Miners Hall Museum
Backstory and Context
Miners Hall Museum is built on the original site of the Union Hall (shown in photo below). The Union Hall served as a meeting house for the United Mine Workers Association and was also a historic location involving the Amazon Army March.
The center & museum was built shortly after the tornado of 2003 which destroyed much of the community including the former Franklin Community Hall. Miners Hall Museum was founded in 2012 and began with hosting a Smithsonian Exhibit titled "The Way We Worked".
Crawford County Kansas is known for its coal mining heritage and the settlement of many different ethnic groups who came to the United States in search of work in the coal fields.

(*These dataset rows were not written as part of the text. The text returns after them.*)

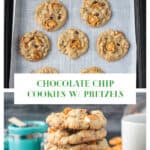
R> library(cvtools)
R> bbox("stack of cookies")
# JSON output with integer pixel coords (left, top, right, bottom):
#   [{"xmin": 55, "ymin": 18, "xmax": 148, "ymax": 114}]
[{"xmin": 45, "ymin": 108, "xmax": 109, "ymax": 150}]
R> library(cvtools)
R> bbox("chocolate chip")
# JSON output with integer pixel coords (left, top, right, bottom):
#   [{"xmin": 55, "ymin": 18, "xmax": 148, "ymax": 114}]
[
  {"xmin": 103, "ymin": 49, "xmax": 107, "ymax": 54},
  {"xmin": 117, "ymin": 43, "xmax": 120, "ymax": 46},
  {"xmin": 92, "ymin": 1, "xmax": 97, "ymax": 4},
  {"xmin": 68, "ymin": 129, "xmax": 77, "ymax": 134},
  {"xmin": 49, "ymin": 16, "xmax": 53, "ymax": 19},
  {"xmin": 101, "ymin": 2, "xmax": 105, "ymax": 6},
  {"xmin": 58, "ymin": 14, "xmax": 62, "ymax": 20},
  {"xmin": 95, "ymin": 13, "xmax": 99, "ymax": 16},
  {"xmin": 34, "ymin": 45, "xmax": 38, "ymax": 48},
  {"xmin": 75, "ymin": 31, "xmax": 79, "ymax": 35},
  {"xmin": 49, "ymin": 14, "xmax": 55, "ymax": 19},
  {"xmin": 86, "ymin": 109, "xmax": 91, "ymax": 114}
]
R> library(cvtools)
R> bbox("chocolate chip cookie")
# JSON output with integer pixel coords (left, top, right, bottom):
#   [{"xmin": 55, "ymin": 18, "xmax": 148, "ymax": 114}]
[
  {"xmin": 35, "ymin": 0, "xmax": 67, "ymax": 31},
  {"xmin": 47, "ymin": 128, "xmax": 107, "ymax": 145},
  {"xmin": 97, "ymin": 30, "xmax": 129, "ymax": 61},
  {"xmin": 33, "ymin": 67, "xmax": 58, "ymax": 73},
  {"xmin": 57, "ymin": 29, "xmax": 89, "ymax": 59},
  {"xmin": 20, "ymin": 30, "xmax": 50, "ymax": 61},
  {"xmin": 45, "ymin": 139, "xmax": 109, "ymax": 150},
  {"xmin": 80, "ymin": 66, "xmax": 104, "ymax": 73},
  {"xmin": 80, "ymin": 0, "xmax": 112, "ymax": 27},
  {"xmin": 46, "ymin": 108, "xmax": 107, "ymax": 130}
]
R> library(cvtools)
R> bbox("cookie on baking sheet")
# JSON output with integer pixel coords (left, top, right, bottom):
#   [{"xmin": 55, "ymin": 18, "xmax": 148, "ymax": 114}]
[
  {"xmin": 46, "ymin": 108, "xmax": 107, "ymax": 130},
  {"xmin": 80, "ymin": 66, "xmax": 104, "ymax": 73},
  {"xmin": 35, "ymin": 0, "xmax": 67, "ymax": 31},
  {"xmin": 80, "ymin": 0, "xmax": 112, "ymax": 27},
  {"xmin": 33, "ymin": 67, "xmax": 58, "ymax": 73},
  {"xmin": 20, "ymin": 31, "xmax": 50, "ymax": 61},
  {"xmin": 47, "ymin": 128, "xmax": 107, "ymax": 145},
  {"xmin": 57, "ymin": 29, "xmax": 89, "ymax": 59},
  {"xmin": 97, "ymin": 30, "xmax": 129, "ymax": 62},
  {"xmin": 45, "ymin": 139, "xmax": 109, "ymax": 150}
]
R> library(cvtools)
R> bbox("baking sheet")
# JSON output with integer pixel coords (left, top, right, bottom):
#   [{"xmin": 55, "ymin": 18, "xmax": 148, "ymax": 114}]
[{"xmin": 10, "ymin": 0, "xmax": 137, "ymax": 87}]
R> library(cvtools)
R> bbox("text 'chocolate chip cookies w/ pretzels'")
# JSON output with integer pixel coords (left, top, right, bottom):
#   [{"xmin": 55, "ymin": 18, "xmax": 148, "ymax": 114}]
[
  {"xmin": 35, "ymin": 0, "xmax": 67, "ymax": 31},
  {"xmin": 20, "ymin": 31, "xmax": 50, "ymax": 61},
  {"xmin": 97, "ymin": 30, "xmax": 130, "ymax": 62},
  {"xmin": 45, "ymin": 108, "xmax": 109, "ymax": 150},
  {"xmin": 80, "ymin": 66, "xmax": 104, "ymax": 73},
  {"xmin": 80, "ymin": 0, "xmax": 112, "ymax": 27},
  {"xmin": 57, "ymin": 29, "xmax": 89, "ymax": 59}
]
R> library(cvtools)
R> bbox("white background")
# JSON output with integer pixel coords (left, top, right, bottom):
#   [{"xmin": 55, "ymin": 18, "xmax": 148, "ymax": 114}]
[{"xmin": 0, "ymin": 1, "xmax": 149, "ymax": 150}]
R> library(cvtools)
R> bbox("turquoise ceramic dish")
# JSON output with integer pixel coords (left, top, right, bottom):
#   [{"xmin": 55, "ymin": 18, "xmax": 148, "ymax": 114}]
[
  {"xmin": 8, "ymin": 121, "xmax": 48, "ymax": 150},
  {"xmin": 4, "ymin": 136, "xmax": 9, "ymax": 150}
]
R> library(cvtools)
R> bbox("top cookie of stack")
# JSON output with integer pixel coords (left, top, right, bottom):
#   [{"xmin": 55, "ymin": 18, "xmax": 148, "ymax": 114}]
[{"xmin": 46, "ymin": 107, "xmax": 107, "ymax": 130}]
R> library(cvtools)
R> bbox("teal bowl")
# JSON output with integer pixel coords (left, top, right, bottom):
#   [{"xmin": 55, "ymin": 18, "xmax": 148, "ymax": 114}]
[
  {"xmin": 8, "ymin": 121, "xmax": 48, "ymax": 150},
  {"xmin": 4, "ymin": 136, "xmax": 9, "ymax": 150}
]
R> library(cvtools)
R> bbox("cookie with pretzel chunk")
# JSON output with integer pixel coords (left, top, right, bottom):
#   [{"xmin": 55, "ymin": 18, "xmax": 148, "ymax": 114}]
[
  {"xmin": 46, "ymin": 108, "xmax": 107, "ymax": 130},
  {"xmin": 20, "ymin": 30, "xmax": 50, "ymax": 61},
  {"xmin": 35, "ymin": 0, "xmax": 67, "ymax": 31},
  {"xmin": 97, "ymin": 30, "xmax": 129, "ymax": 61},
  {"xmin": 57, "ymin": 29, "xmax": 89, "ymax": 59},
  {"xmin": 80, "ymin": 0, "xmax": 112, "ymax": 27}
]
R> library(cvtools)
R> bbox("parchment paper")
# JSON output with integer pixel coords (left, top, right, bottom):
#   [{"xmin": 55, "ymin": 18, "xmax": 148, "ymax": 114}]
[{"xmin": 10, "ymin": 0, "xmax": 136, "ymax": 87}]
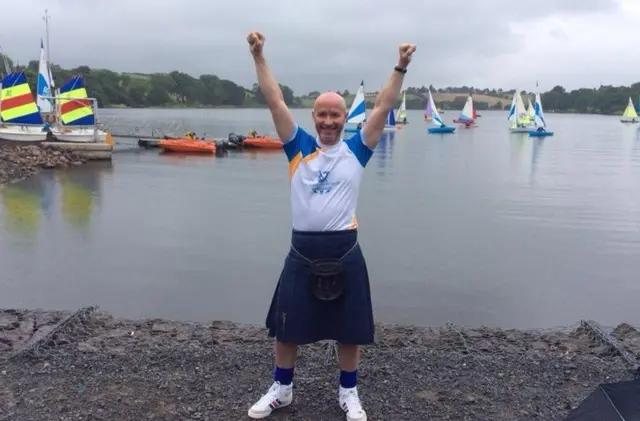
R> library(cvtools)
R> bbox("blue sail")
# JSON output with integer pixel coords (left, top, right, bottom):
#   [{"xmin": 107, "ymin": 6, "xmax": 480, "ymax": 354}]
[{"xmin": 386, "ymin": 108, "xmax": 396, "ymax": 126}]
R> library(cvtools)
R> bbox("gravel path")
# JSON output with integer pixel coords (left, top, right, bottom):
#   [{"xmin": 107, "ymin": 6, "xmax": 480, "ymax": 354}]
[{"xmin": 1, "ymin": 309, "xmax": 639, "ymax": 421}]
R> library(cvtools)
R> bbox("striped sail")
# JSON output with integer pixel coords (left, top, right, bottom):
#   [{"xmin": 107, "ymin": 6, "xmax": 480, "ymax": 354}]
[
  {"xmin": 58, "ymin": 75, "xmax": 94, "ymax": 126},
  {"xmin": 507, "ymin": 91, "xmax": 517, "ymax": 120},
  {"xmin": 0, "ymin": 71, "xmax": 44, "ymax": 125},
  {"xmin": 346, "ymin": 81, "xmax": 366, "ymax": 124},
  {"xmin": 533, "ymin": 92, "xmax": 546, "ymax": 128},
  {"xmin": 386, "ymin": 108, "xmax": 396, "ymax": 126}
]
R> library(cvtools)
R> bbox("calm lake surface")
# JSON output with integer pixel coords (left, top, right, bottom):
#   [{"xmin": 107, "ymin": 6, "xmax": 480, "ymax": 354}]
[{"xmin": 2, "ymin": 108, "xmax": 640, "ymax": 329}]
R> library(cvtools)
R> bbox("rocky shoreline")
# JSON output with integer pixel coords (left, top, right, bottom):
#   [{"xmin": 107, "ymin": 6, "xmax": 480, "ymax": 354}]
[
  {"xmin": 0, "ymin": 143, "xmax": 87, "ymax": 185},
  {"xmin": 1, "ymin": 308, "xmax": 638, "ymax": 420}
]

In 1921, thousands of wives, daughters, mothers, sisters and sweethearts of striking coal miners in Southeast Kansas marched in protest against unfair labor practices in the local coal mines. The women's march made headlines across the nation and the New York Times christened them the "Amazon Army." The women, mostly immigrants from southeast Europe, were effective and halted work in the mines for three days.
Most Kansas coal mining took place in the southeast counties of Cherokee, Crawford and Bourbon, where hundreds of underground shafts and above-ground strip mines were dug. Around those mines, communities and camps were built for workers and their families. Mining companies set up camps for workers near the mines. They built houses, sometimes little more than shacks, for their families.